You watch the Honda Jazz “This Unpredictable Life” TV spot. At the same time, you open a companion iPhone app and literally “grab” what is happening in the ad. A character jumps onto your phone in the exact moment it appears on TV. Then you take that character with you and keep playing after the commercial ends.
Wieden + Kennedy London is behind this interactive TV campaign for the new Honda Jazz. The idea is simple and sharp. Use the iPhone as a second screen that syncs to the broadcast and turns a passive spot into a real-time experience. Here, “second screen” means the phone becomes the companion interface while TV stays the primary video canvas.

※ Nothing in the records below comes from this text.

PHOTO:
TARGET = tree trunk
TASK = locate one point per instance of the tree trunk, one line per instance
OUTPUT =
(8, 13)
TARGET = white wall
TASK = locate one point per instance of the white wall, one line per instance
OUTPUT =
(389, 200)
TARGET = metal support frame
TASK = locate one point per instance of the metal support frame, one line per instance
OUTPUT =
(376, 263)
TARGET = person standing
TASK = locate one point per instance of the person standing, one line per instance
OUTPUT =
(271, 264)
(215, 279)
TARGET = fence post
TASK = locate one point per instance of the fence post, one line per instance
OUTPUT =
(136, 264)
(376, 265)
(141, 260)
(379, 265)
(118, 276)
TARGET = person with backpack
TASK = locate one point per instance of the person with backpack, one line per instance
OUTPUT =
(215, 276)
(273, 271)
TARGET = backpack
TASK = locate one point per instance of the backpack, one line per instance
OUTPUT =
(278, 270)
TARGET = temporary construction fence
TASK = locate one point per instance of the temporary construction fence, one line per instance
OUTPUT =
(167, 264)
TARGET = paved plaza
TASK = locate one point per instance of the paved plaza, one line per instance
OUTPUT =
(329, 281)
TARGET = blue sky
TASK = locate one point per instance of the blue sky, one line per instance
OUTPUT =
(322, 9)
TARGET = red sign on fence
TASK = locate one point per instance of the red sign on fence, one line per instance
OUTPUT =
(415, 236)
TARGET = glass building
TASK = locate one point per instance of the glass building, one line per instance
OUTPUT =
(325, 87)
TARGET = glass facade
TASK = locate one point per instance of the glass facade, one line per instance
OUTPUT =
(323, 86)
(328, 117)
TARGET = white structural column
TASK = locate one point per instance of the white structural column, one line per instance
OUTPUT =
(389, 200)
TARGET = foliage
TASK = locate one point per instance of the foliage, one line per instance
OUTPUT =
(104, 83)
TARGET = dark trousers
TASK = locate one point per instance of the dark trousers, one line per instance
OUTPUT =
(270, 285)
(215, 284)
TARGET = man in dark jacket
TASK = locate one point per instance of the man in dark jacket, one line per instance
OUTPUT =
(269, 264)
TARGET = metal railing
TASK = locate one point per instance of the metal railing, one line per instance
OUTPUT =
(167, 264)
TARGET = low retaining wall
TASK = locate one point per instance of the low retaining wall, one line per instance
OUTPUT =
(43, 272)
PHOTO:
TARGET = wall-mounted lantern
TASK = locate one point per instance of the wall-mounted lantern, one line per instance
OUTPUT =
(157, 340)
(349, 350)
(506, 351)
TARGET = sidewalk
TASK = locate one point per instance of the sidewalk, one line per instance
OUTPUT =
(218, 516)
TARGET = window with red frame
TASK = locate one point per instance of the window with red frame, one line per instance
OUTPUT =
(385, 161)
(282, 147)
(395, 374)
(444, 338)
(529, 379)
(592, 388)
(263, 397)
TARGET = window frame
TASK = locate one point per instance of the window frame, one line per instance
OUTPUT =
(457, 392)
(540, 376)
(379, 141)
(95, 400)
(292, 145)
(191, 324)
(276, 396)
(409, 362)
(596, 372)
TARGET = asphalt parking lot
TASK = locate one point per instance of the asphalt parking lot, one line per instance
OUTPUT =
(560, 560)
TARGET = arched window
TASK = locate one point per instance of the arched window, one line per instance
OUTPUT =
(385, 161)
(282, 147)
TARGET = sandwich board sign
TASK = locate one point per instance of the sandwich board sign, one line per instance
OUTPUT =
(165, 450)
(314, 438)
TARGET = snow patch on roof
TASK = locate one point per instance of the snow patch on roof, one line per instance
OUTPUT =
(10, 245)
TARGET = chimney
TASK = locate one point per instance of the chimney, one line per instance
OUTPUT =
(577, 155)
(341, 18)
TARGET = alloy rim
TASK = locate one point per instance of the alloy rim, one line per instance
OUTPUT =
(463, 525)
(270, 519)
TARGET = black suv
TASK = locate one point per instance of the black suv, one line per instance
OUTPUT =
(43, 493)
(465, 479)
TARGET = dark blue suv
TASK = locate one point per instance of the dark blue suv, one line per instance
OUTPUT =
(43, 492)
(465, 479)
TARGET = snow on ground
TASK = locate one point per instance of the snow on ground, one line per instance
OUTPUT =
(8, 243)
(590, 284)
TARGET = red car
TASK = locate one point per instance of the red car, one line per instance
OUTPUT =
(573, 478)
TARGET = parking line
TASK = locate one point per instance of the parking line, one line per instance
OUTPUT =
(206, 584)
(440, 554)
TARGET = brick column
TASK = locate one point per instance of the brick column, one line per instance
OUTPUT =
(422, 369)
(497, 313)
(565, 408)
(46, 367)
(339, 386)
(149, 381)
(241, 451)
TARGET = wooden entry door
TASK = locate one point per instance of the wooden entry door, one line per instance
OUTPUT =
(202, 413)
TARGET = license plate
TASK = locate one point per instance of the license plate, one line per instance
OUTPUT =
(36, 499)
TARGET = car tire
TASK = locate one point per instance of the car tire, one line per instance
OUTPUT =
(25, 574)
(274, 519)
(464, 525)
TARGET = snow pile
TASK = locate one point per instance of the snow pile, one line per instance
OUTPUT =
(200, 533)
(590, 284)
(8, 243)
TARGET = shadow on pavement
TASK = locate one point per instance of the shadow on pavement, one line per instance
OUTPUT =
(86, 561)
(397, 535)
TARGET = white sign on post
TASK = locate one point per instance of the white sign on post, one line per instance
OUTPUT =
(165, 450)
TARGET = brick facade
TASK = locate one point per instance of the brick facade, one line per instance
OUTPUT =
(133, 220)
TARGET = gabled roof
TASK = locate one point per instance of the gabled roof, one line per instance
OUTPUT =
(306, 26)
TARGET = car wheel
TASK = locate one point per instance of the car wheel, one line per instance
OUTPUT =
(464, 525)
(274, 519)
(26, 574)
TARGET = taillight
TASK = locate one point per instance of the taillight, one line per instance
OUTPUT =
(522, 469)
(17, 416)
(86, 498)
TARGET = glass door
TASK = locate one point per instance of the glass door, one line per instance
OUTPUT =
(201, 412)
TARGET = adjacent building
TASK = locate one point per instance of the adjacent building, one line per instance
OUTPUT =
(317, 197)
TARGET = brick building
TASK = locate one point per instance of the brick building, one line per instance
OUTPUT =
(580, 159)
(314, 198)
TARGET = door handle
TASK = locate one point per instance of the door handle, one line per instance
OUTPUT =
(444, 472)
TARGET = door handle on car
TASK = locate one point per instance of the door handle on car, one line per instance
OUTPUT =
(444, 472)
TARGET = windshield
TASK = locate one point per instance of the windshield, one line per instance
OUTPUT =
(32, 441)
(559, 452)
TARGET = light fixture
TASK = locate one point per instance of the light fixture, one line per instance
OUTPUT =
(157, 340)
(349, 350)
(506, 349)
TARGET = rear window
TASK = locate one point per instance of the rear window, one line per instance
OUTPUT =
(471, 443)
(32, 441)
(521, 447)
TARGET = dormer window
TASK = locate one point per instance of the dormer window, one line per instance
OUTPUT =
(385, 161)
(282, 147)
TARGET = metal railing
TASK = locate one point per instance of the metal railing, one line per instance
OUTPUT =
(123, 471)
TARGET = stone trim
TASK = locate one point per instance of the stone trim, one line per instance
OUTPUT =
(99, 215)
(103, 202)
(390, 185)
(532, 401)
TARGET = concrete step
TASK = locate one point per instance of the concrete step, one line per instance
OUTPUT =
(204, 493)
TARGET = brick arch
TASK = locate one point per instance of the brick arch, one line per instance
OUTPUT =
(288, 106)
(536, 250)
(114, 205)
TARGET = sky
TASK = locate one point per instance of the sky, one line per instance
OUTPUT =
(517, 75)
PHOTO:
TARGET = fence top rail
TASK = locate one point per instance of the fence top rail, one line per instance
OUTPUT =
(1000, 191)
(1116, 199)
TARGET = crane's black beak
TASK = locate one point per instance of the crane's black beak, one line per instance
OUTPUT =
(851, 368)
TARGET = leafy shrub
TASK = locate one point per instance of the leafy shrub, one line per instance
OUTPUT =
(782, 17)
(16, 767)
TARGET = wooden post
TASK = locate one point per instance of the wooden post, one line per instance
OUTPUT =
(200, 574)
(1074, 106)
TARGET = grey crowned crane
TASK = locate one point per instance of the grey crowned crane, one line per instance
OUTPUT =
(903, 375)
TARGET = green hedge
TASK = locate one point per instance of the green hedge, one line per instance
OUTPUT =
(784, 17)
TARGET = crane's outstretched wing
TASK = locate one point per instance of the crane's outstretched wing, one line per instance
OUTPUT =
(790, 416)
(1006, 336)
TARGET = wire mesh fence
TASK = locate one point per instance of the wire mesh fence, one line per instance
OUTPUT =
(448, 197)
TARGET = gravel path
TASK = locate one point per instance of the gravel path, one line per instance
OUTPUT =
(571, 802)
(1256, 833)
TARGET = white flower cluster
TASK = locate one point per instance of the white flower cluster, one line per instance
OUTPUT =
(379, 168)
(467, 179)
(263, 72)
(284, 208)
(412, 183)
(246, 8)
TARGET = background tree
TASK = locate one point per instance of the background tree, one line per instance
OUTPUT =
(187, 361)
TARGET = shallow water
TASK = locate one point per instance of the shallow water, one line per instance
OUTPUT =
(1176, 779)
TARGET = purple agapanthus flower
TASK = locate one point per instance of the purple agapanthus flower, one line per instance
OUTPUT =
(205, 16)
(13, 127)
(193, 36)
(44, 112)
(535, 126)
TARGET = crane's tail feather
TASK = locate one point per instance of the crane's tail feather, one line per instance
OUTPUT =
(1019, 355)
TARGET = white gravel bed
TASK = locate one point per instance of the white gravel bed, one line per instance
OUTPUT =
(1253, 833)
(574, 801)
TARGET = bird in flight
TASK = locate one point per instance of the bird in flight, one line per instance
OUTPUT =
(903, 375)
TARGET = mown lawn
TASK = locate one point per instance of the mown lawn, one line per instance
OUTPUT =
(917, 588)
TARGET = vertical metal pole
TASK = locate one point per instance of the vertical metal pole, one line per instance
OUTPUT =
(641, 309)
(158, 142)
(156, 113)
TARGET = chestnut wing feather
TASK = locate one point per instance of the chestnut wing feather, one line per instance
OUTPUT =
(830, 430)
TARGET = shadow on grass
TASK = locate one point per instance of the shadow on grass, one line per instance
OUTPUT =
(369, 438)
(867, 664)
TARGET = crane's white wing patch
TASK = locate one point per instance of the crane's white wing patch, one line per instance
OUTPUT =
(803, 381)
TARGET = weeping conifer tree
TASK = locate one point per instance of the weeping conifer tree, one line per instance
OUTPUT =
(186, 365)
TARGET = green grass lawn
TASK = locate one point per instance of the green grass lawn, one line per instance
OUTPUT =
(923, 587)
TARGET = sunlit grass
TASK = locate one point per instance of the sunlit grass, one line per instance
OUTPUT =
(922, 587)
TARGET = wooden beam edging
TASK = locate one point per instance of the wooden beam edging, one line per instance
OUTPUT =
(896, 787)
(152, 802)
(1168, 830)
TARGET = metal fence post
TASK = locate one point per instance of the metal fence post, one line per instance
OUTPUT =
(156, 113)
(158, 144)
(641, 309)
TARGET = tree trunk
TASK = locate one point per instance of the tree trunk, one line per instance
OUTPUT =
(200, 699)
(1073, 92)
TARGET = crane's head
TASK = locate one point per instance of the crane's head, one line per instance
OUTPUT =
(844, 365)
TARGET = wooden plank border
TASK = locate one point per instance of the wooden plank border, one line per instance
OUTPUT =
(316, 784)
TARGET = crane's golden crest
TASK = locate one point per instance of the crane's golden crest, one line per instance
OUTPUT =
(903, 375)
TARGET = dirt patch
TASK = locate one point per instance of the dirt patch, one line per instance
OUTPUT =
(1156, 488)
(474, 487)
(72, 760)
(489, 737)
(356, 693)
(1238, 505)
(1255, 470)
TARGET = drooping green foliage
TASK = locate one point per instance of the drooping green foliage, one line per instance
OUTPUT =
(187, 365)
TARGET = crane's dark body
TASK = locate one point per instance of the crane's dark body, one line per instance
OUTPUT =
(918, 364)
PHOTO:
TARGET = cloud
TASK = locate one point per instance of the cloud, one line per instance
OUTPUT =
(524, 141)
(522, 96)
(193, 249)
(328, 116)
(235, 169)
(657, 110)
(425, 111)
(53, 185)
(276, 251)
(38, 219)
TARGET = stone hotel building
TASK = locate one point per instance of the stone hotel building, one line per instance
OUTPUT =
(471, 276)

What the iPhone app does while the ad plays
The mechanic is “screen hopping.” The iPhone app recognises the sound from the TV ad and matches it to predefined audio fingerprints. That timing tells the app exactly which character or moment is live in the commercial, so it can surface the right interactive content on your phone in real time. Because the sync is driven by the ad’s audio, the handoff can happen on the exact beat the viewer sees on TV, which is what makes the interaction feel seamless.
In European consumer-brand marketing teams, this pattern matters most when broadcast reach and mobile engagement are owned and designed as one experience.
The real question is whether your second-screen sync can stay instant and obvious enough to feel like part of the spot, not a separate product.
What happens after you “grab” a character
Once a character lands on your iPhone, you interact with it away from the TV. You can trigger behaviours and mini-interactions, including singing into the phone to make characters react and dance. The TV spot becomes the gateway. The mobile experience becomes the engagement layer you keep.
Why this matters for interactive advertising
This is a clear step toward campaigns that treat broadcast as the launchpad and mobile as the control surface. When the second screen is tightly synchronised, you can design moments that feel native to the content people are already watching, rather than forcing a separate “go online later” call-to-action. This is worth doing when the sync is instant and the post-spot interaction is fun enough to continue without the TV.
Extractable takeaway: If you want broadcast to create action, design the mobile handoff so it happens on the same beat the viewer sees on TV, then give the phone a simple loop that keeps going after the spot ends.
This is also not the first time an iPhone engagement model starts to bridge media and action. A related example uses a similar iPhone-led interaction pattern for coupons and augmented reality: location based augmented reality coupons.
Design cues to reuse from this campaign
- Anchor everything on a single trigger. Let the TV spot be the trigger, and let the phone pick up the same moment without delay.
- Make the interaction obvious in one move. “Grab a character” is a clean mental model that needs almost no instructions.
- Carry the payoff beyond the broadcast window. Treat the spot as the gateway and the phone as the layer that continues after the ad ends.
- Keep the experience playful, not feature-heavy. Simple behaviours and reactions beat complex menus when timing is the point.
A few fast answers before you act
What is “screen hopping” in advertising?
Screen hopping is when content “jumps” from one screen to another during a live experience. Here, the TV spot triggers synchronized content on an iPhone so viewers can capture and interact with elements of the ad.
How does the Honda Jazz app sync to the TV commercial?
The app uses audio recognition. It matches the ad’s sound to predefined audio patterns so it knows what is playing at any moment and can show the right character or interaction on the phone.
What is the value of a second-screen experience like this?
It extends a short broadcast moment into a longer engagement loop. The ad becomes a gateway. The phone becomes the interactive layer that continues before, during, and after the spot.
What should a brand get right to make this work?
Timing and simplicity. The sync must feel instant, the interaction must be obvious, and the “reward” for participating must be fun enough to carry beyond the TV moment.